La sensibilisation du public à l'intersectionnalité, qui est au cœur de l'effondrement écologique, est plus élevée que jamais, mais nous devons continuer à plaider pour aller plus loin qu’une simple prise de conscience. Nous avons besoin d'une action collective ; nous avons besoin d'une prise de conscience non seulement du passé mais aussi d'un avenir éclairé sur les innombrables solutions disponibles pour revitaliser l'accès à l'éducation, la décolonisation et l'équité mondiale.

 

  1. Qu'est-ce qui vous motive à continuer au quotidien ?

Parfois, il est difficile de rester motivé.e. Je ne suis pas sûr.e que beaucoup d'activistes disent cela publiquement, car on ne veut jamais décevoir ceux qui pourraient compter sur nous pour l'inspiration, mais c'est vrai. Il y a toujours la crainte de ce qui pourrait arriver si je m'arrête, mais la peur n'est pas le moteur le plus puissant. Au moment où j'ai eu le plus peur de l'effondrement écologique, c’est là que j'ai été le plus paralysé.e. J'ai découvert que la colère et l'amour, lorsqu'ils sont combinés sont les moteurs les plus puissants. Je suis indigné.e par la destruction des moyens de subsistance des foyers, des futurs, au nom du profit des énergies fossiles, et j'ai un attachement particulier pour ce qui a déjà été perdu tout en continuant à lutter pour protéger ce que nous avons encore.

 

  1. Y a-t-il un message que vous aimeriez partager ou des conseils pour ceux qui veulent suivre vos traces mais ne savent pas par où commencer?

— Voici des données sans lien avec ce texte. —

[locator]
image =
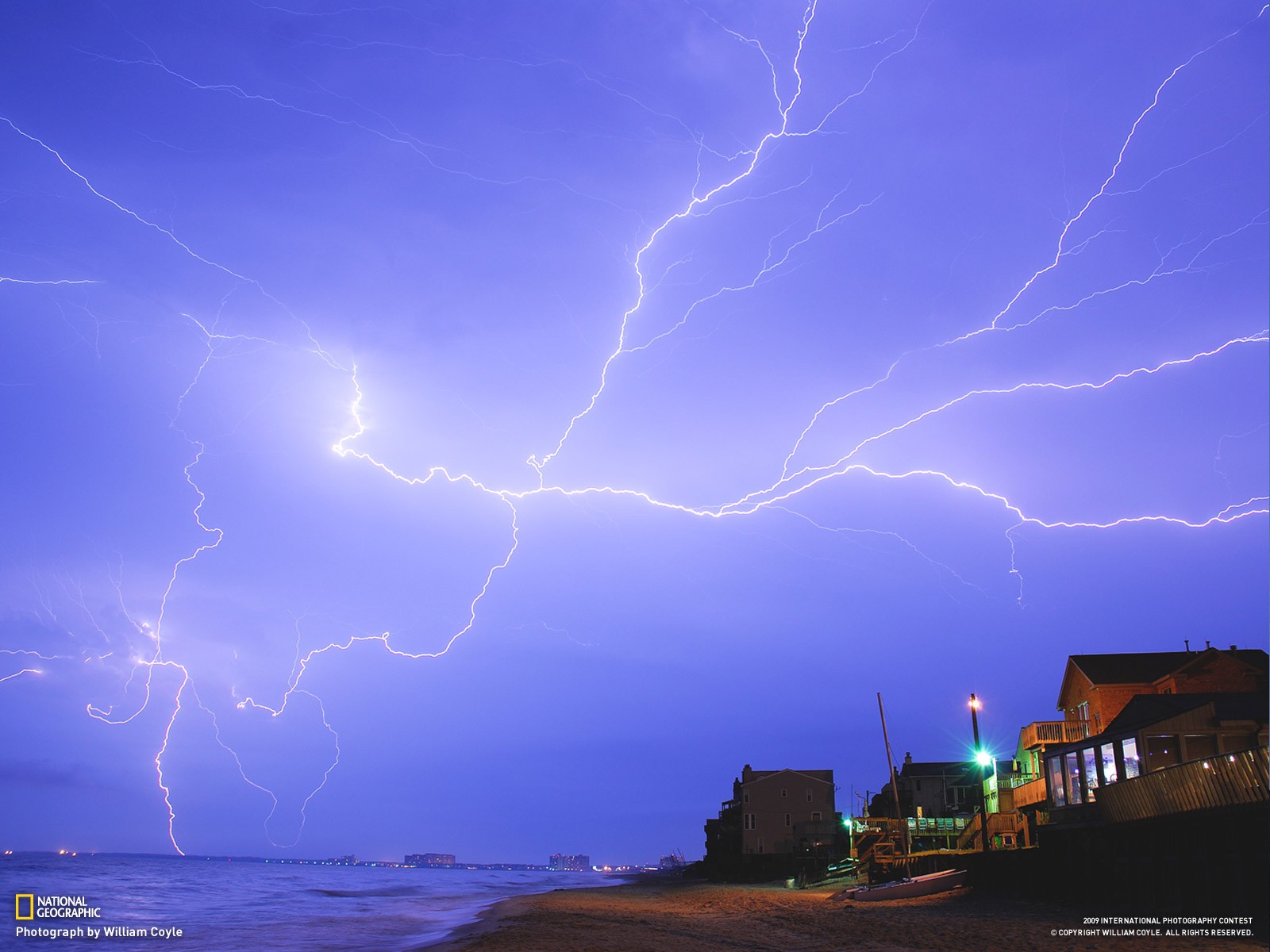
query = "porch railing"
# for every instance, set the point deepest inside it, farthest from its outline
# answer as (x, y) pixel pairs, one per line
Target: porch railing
(1041, 733)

Vous devez trouver une communauté. Tout commence avec un.e ami.e, un.e enseignant.e, un.e parent.e, un collègue qui partage vos valeurs et votre foi en l'avenir. Personne n'organise quoi que ce soit seul.e. Pour provoquer un changement au niveau local, vous avez besoin du soutien vocal et actif de ceux qui vous entourent. Tout le monde ne sera peut-être pas d'accord avec vos idées ; certaines personnes ne veulent tout simplement pas voir de changement se produire, ou pourraient soulever des objections sur de nombreux obstacles dans votre plan que vous n'avez peut-être pas remarqués. Encouragez autant de discussions civiles, ouvertes et constructives que possible dans le forum, et demandez de l'aide à vos partisans pour surmonter les obstacles structurels ou personnels ! De nombreux membres de votre communauté auront des idées nouvelles sur la manière de surmonter ces obstacles, et entre-temps, vous pouvez toujours faire une pause bien méritée pour prendre soin de vous.

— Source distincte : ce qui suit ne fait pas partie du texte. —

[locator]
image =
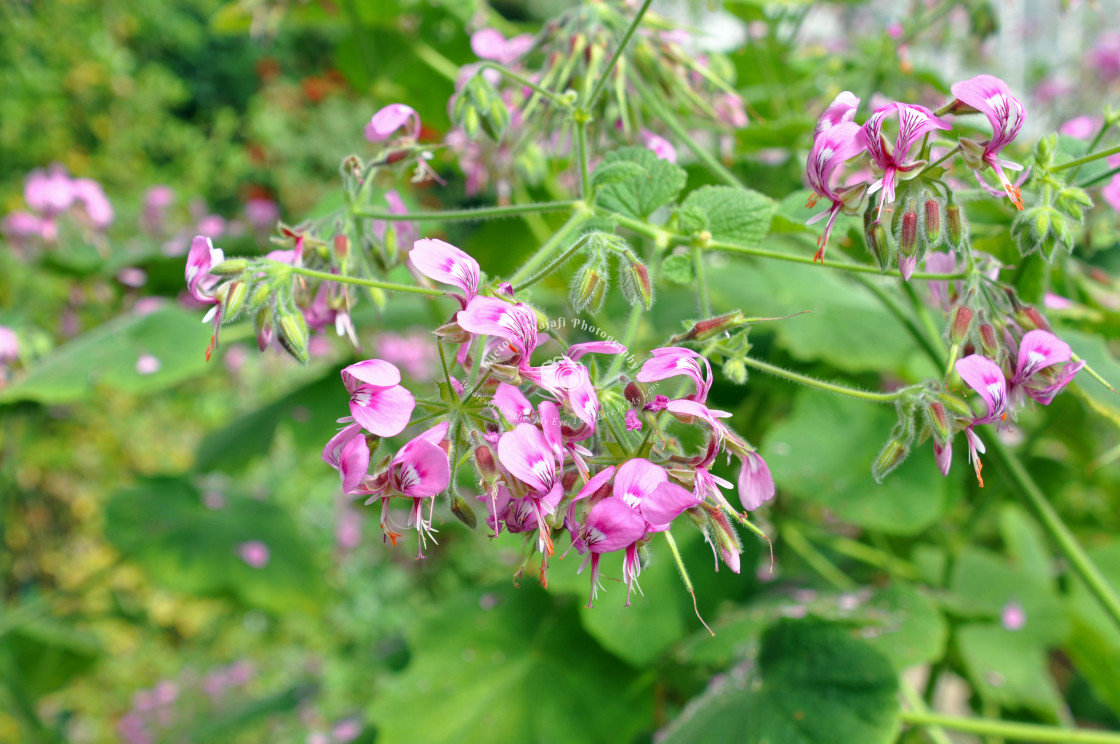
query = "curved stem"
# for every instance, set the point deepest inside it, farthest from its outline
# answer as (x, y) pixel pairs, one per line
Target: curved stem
(482, 213)
(1088, 158)
(1055, 528)
(614, 58)
(820, 384)
(1009, 729)
(357, 281)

Organisez des réunions régulières, collaborez avec des organisations semblables et forgez des partenariats avec des groupes expérimentés ayant une vision similaire. Rien ne viendra si vous ne faites rien ; mais un tout nouveau monde peut être construit en commençant quelque part, alors n'ayez pas peur de transgresser autant de règles que nécessaire pour obtenir la justice climatique que nous méritons.

  

*Green New Deal est un plan politique visant à combattre le changement climatique en promouvant la transition vers une économie durable et à faible émission de carbone tout en favorisant la création d'emplois verts.


** Teach The Future est un mouvement éducatif mondial qui vise à intégrer l'éducation à la durabilité et au changement climatique dans les programmes scolaires afin de préparer les jeunes générations à faire face aux défis environnementaux futurs.